Myślicie, że w przypadku innych typów fraudów związanych z VAT-em jest inaczej? Nie, nie jest – te same problemy, to samo niewystarczające tempo działania zarówno na poziomie krajowym, jak i UE. Wniosek jest prosty: organy skarbowe zawsze są do tyłu, jeśli chodzi o identyfikowanie mechanizmów oszustw oraz wprowadzaniu rozwiązań blokujących (co często wymaga poważnych zmian legislacyjnych i rodzi duże problemy organizacyjne).
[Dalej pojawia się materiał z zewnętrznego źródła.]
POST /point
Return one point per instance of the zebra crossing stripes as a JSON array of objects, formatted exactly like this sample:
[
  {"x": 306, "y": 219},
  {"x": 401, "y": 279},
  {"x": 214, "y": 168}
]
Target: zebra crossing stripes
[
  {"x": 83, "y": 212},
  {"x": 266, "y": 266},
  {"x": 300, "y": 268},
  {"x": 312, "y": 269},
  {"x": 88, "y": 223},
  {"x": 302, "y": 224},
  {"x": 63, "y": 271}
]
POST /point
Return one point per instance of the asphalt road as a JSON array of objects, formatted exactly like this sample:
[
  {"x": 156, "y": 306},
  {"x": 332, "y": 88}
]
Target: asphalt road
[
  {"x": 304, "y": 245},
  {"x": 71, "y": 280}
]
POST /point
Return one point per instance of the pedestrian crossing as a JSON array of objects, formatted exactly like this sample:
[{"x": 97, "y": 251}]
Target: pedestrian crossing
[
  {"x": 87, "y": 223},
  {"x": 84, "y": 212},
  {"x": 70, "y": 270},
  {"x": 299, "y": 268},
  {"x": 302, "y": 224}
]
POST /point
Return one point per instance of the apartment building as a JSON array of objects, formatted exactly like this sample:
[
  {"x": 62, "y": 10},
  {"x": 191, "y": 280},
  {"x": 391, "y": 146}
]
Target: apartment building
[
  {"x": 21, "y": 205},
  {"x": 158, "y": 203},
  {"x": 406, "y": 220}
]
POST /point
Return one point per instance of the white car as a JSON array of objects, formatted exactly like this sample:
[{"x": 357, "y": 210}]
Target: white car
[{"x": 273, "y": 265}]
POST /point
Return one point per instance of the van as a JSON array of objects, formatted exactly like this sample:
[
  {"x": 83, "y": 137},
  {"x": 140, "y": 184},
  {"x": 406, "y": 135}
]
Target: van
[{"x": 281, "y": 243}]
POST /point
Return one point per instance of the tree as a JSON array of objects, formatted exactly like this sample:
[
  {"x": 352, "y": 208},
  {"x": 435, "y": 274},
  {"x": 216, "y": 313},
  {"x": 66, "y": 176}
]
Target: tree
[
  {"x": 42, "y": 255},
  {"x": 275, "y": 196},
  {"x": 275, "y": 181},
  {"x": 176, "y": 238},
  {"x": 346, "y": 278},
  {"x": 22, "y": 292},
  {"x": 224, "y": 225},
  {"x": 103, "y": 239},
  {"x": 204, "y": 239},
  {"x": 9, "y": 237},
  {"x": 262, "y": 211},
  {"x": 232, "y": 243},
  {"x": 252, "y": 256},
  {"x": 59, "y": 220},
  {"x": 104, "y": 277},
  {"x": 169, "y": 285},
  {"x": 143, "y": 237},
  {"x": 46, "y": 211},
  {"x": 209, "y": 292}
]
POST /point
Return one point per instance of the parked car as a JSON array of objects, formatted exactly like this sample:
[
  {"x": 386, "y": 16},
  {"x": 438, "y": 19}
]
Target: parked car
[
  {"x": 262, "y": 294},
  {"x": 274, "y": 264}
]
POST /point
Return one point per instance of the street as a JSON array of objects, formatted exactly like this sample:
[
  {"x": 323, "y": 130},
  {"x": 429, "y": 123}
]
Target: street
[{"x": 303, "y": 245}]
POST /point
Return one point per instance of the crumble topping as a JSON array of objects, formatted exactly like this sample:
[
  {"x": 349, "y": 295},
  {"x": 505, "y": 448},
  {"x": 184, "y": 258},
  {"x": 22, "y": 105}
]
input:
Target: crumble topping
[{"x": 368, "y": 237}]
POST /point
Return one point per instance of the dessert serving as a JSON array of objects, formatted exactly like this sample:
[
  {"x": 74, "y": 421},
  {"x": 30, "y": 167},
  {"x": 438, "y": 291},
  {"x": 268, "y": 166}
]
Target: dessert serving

Niekiedy wszystko trwa rok lub dwa (a czasem i więcej), a w tym czasie można działać praktycznie bezkarnie. Okres ten może się wydawać niezbyt długi, ale nie zapominajmy, że jeden rok przestępczej działalności na tym poziomie finansowym to dziesiątki milionów Euro (albo i więcej) w kieszeni. I tak właśnie potrafią działać prawdziwi Wielcy Szu, czyli rekiny VAT-owego biznesu. To właśnie oni zgarniają konfitury – dość powiedzieć, że według danych Europolu zaledwie 2% przestępczych grup zajmujących się procederem wyłudzania podatku VAT zgarnia aż 80% pieniędzy z tego typu przestępstw. Naśladowcy, którzy dowiedzą się o danych możliwościach np. od przeciętnych doradców podatkowych lub ze specjalistycznych mediów, na ogół są w stanie zarobić już tylko stosunkowo niewielkie pieniądze (choć ciągle bardzo duże z perspektywy tzw. zwykłego obywatela), a dodatkowo są narażeni na dość szybkie spotkanie ze służbami skarbowymi. Zaryzykowałbym wręcz stwierdzenie, że to głównie ich można zobaczyć w mediach, jak są zakuwani w kajdanki.

 

Kadr z filmu „Wielki Szu” – to właśnie w tej scenie główny bohater tłumaczy Jurkowi teoretyczne podstawy fachu oszusta. 

 

Tajemnica pokera – każdy ją zna, ale mało kto rozumie

Na sam koniec wypadałoby jeszcze „podpiąć” to wszystko, o czym dziś napisałem, pod słynną filmową tajemnicę pokera, którą znał Jurek, a której nie rozumiał. W wersji VAT-owskiej prawdopodobnie brzmiałaby ona tak: wchodzisz jako jeden z pierwszych z nowym schematem (metoda / branża / towar) i eksploatujesz go tylko przez określony czas, a wtedy praktycznie na pewno wygrywasz, ponieważ przeciwnik nie zdąży zareagować. ????

Zdjęcie ilustrujące wpis jest poglądowe! Osoby, rzeczy lub sytuacje przedstawione na zdjęciu NIE mają bezpośredniego związku z treścią niniejszego wpisu!